表2における実施例1と同じ条件で、ただし第1層の厚さを変化させて、絶縁被覆層の厚さが300μmのノンハロゲン難燃被覆電線D、絶縁被覆層の厚さが400μmのノンハロゲン難燃被覆電線E、及び、絶縁被覆層の厚さが450μmのノンハロゲン難燃被覆電線Fの3種類の電線を作製した。
【0032】
これら電線D〜Fについて表2に示す各項目の評価を行った。その結果、絶縁被覆層の厚さが450μmのノンハロゲン難燃被覆電線では、180°屈曲に対する耐折り曲げ性で、初期の白化、放置後の割れが共に生じたが、電線D及びEでは全ての項目で満足できる結果が得られた。
【0033】
なお、表2の実施例1〜6の電線と同様に、ただし、第1層の厚さを30μm、絶縁被覆層の厚さを95μmとして作製した電線について同様に評価したところ、耐折り曲げ性で、180°屈曲時に若干の白化が観察されたものの、その他の上記評価性能ではすべて合格しており、また、これら電線の被覆層の絶縁性についてJASO D611−94、5.3(2)項に準拠して評価したところ、充分な絶縁性があることが確認された。従ってこれら、第1層の厚さを30μm、絶縁被覆層の厚さを95μmとして作製した電線は、極めて過酷な条件が想定される自動車用薄肉電線以外の用途では、充分実用可能であることが確認された。
【0034】
【発明の効果】
本発明のノンハロゲン難燃被覆電線は、耐摩耗性、難燃性、耐油性及び耐折り曲げ性に優れた、安定生産の可能なノンハロゲン難燃被覆電線でありながら、被覆層の厚さを薄くすることが可能であり、このとき同時に軽量化が実現し、特に自動車用薄肉電線として用いるに最適なものである。
【図面の簡単な説明】
【図1】(a)本発明のノンハロゲン難燃被覆電線の概念を示すモデル図である。
(b)本発明のノンハロゲン難燃被覆電線の一例の断面図である。

Claims (5)

  1. 絶縁被覆層が、導体に直接接する第1層と、該第1層の外側に配された第2層とからなる被覆電線であって
    第1層がショアD硬度60未満、酸素指数24以上の難燃ポリオレフィン樹脂組成物からなり
    第2層がショアD硬度60以上であって、前記第1層を構成する樹脂組成物と同種類のポリオレフィン樹脂組成物からなっており
    外径が3.10mm以下、
    前記絶縁被覆層の厚さが400μm以下、
    第1層の厚さが30μm以上で、かつ、
    第2層の層厚が65μm以上150μm以下であることを特徴とするノンハロゲン難燃被覆電線。

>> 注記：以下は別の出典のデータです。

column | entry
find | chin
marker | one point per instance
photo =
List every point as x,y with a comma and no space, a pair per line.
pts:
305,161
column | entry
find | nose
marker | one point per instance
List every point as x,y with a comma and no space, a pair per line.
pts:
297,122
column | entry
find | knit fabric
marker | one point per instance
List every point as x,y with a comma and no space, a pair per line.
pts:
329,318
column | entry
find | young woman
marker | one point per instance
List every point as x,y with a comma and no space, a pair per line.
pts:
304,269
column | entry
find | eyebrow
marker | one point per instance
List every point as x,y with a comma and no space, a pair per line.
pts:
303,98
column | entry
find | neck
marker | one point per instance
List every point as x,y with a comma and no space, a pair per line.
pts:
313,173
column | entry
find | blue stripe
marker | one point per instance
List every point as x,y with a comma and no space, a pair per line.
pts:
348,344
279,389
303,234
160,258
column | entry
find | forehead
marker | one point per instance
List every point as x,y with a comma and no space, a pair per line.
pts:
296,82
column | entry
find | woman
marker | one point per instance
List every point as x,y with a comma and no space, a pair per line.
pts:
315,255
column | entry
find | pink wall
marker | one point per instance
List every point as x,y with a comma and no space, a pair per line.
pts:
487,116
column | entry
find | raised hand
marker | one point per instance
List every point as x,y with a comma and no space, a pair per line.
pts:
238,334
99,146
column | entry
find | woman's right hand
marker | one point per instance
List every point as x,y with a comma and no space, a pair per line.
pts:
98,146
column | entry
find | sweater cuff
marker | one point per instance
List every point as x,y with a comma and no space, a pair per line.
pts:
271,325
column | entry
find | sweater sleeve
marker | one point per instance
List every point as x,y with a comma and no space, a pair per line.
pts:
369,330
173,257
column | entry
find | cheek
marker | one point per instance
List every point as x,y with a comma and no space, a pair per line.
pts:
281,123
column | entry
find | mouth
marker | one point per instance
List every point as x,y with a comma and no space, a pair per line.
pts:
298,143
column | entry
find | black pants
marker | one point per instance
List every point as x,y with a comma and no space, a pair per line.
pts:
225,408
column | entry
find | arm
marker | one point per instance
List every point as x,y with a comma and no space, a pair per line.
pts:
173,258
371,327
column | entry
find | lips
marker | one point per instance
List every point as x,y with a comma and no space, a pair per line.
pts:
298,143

  2. 上記絶縁被覆層の層厚が180μm以上であることを特徴とする請求項1に記載のノンハロゲン難燃被覆電線。
  3. 第2層を構成するポリオレフィン樹脂組成物が、無機充填材あるいは無機難燃化剤を有しないことを特徴とする請求項1または請求項2に記載のノンハロゲン難燃被覆電線。
  4. 第1層を構成する難燃ポリオレフィン樹脂組成物の難燃性付与剤が水酸化マグネシウムであることを特徴とする請求項1ないし請求項3のいずれかに記載のノンハロゲン難燃被覆電線。
  5. 絶縁被覆層が、導体に直接接する第1層と、該第1層の外側に配された第2層とからなる被覆電線であって、第1層がショアD硬度60未満、酸素指数24以上の難燃ポリオレフィン樹脂組成物からなり、第2層がショアD硬度60以上のポリオレフィン樹脂組成物からなっており、かつ、上記絶縁被覆層の層厚が180μm以上、第2層の層厚が65μm以上150μm以下であることを特徴とする自動車用ノンハロゲン難燃被覆電線。